The food industry works hard to keep the focus on self-regulatory mechanisms such as the Children's Advertising Review Unit, the industry-supported 5-person shop that cannot possibly monitor all the ways that children are bombarded with food marketing these days. Yet, Elizabeth Lascoutx, director of CARU, presented her organization as doing a stellar job of monitoring food ads, making several misleading statements in the process (which seems ironic for the head of an organization charged with monitoring deceptive advertising). For example, she said that McDonald's had agreed to alter an ad campaign to show healthier choices in their children's ads, when in fact, the company disagreed with CARU's determination that the commercials were misleading.
Coca-Cola also took the opportunity to misrepresent itself. Abigail Rodgers, vice president of "Wellness Strategies and Communication" claimed that the company does not sell soda in elementary schools. Trouble is, a survey of Kentucky schools revealed that soda is sold in 44 percent of elementary schools. And Coca-Cola was a powerful lobbying force against four legislative attempts to pass a state bill to get soda out of schools. But Ms. Rodgers forgot to mention that, along with the other state bills Coca-Cola has helped kill or weaken, including those in California, New Mexico, Arizona, Connecticut, Indiana, and Oregon.
There was precious little opportunity for advocacy representation or public participation.

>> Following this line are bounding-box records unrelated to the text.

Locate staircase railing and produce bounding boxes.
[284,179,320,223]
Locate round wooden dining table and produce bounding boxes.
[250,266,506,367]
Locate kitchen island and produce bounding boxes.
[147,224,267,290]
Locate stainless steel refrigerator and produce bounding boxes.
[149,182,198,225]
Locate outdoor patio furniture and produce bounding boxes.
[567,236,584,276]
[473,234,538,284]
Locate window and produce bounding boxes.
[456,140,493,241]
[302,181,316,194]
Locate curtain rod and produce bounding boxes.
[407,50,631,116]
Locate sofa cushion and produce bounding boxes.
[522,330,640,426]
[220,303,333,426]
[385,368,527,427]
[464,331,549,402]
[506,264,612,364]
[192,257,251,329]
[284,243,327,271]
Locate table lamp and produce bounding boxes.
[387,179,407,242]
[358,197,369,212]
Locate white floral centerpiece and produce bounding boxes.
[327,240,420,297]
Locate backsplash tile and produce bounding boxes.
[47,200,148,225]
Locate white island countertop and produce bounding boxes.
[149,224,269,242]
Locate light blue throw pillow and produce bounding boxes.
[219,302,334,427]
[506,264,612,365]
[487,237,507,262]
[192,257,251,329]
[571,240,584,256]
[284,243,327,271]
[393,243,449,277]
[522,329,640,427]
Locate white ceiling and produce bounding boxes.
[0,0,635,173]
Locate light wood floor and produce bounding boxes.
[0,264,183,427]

Only a handful of panel slots were allotted to public health or children's advocates. Even then, their voices were drowned out by the likes of PepsiCo and Kraft, who were each given two separate opportunities to speak, an honor not bestowed on anyone else. Moreover, questions from the audience were tightly controlled by government officials, pre-screened by moderators. Only in response to pressure from advocates did the FTC alter the agenda at the last minute to include a brief "open forum" at the very end of the day, after all the reporters and most attendees had already left. Clearly Uncle Sam was not interested in hearing from the public on this matter.
Senator Harkin said he hoped that the meeting would not be just window dressing, but it turned out to be far worse. The motto of the Federal Trade Commission is "For the Consumer" but with this meeting, it might as well have been, "For the Industry." It is certainly not, "For the Children."